If all the  foregoing circumstances,  considerations and facts  were insufficient  to create  a strong doubt in the mind as to the  responsibility and  guilt  of  the  appellants, we have the written retraction made by Hilario Capitan before the appellants formally appealed from  the sentence of the lower court.   Said  court should have  taken  into consideration  the appellants' motion  for  a new  trial based on newly discovered evidence which consisted in the retraction of said witness,  because the interests of justice so demanded.  There was no  valid reason  for not  doing so as the excuse that the court had lost jurisdiction to pass upon said incident, just because the appellants had orally expressed their intention to appeal beforehand,  is untenable.  Under sections 45 and 46 of General Orders,  No. 58, appeals in criminal cases do not take place and are not considered perfected until  after the  interested  party, or parties, has personally or through his attorney, filed with the clerk of court a written notice expressly stating the appeal.  (U. S.  vs. Tenorio, 37 Phil., 7; U. S. vs. Sotavento and Sotavento, 40 Phil., 176; Ricana and Glory vs. Provincial Warden of Tayabas, 54 Phil, 821; Elegado vs. Tavora. 59 Phil., 140. )  Therefore, an error is committed when the court, under the pretext that an oral notice  of  intention to appeal from its sentence in a criminal case has  been filed before it, while it still exercises jurisdiction over the case as the period fixed by law for filing a  written  notice of intention to appeal has not yet expired, refuses to pass upon a motion for  a new  trial  based  upon  newly discovered evidence.  It must decide said motion one way or  the other, as  it deems proper, because theretofore  it should  be considered as continuing to retain its jurisdiction, all the more so  because  Act No. 3785  provides that motions  of  that nature interrupt the period of fifteen days within which to appeal.
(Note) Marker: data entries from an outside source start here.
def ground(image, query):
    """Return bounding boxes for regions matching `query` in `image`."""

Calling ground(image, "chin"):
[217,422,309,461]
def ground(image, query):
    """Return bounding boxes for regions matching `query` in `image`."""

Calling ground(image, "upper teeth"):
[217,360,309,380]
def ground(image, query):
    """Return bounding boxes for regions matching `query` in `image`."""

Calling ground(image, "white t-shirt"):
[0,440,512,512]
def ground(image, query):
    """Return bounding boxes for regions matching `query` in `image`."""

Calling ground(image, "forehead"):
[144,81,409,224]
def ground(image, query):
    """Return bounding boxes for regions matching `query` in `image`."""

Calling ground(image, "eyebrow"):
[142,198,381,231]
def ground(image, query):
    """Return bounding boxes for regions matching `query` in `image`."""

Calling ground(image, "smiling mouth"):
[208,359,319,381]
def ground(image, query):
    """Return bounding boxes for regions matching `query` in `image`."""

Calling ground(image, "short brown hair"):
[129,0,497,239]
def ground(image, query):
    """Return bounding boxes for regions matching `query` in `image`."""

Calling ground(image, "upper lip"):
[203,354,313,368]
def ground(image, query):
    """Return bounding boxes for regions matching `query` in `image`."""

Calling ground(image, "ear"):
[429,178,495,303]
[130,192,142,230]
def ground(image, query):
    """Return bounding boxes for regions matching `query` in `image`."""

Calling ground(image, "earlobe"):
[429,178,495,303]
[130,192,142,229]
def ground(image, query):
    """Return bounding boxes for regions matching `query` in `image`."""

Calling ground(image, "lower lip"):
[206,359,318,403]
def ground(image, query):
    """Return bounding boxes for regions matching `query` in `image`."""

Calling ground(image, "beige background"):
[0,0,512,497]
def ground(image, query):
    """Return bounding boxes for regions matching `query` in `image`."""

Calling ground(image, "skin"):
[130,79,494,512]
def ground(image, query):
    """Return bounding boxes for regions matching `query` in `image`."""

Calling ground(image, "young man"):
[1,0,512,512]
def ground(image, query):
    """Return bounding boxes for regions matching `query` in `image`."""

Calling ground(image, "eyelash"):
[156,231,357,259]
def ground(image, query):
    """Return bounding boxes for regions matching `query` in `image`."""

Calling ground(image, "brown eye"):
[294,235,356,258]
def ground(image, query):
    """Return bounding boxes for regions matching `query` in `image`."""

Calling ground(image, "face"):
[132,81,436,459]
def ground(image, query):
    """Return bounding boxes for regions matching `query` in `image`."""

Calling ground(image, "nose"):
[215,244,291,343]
For all the  foregoing this court holds that all the errors assigned by the appellants are well founded.

Wherefore,  giving said appellants the benefit of a reasonable doubt which is  very  strongly  in  their  favor, and reversing the  appealed sentence, this court acquits them of the crime with which they were  charged, with the costs of  both instances de oficio.  It is hereby ordered that the appellant Uy  Chu King who is actually confined  in jail be released immediately, unless he is confined for other causes, and it is ordered furthermore that a copy of this decision be sent to the Solicitor-General so that he may order the person concerned to take the necessary steps for the prosecution of Hilario Capitan, for  false testimony, if sufficient  evidence is found  to warrant  such step.   So ordered.

Avanceña, C. J., Villa-Real, Abad Santos, Imperial, and Recto, JJ., concur.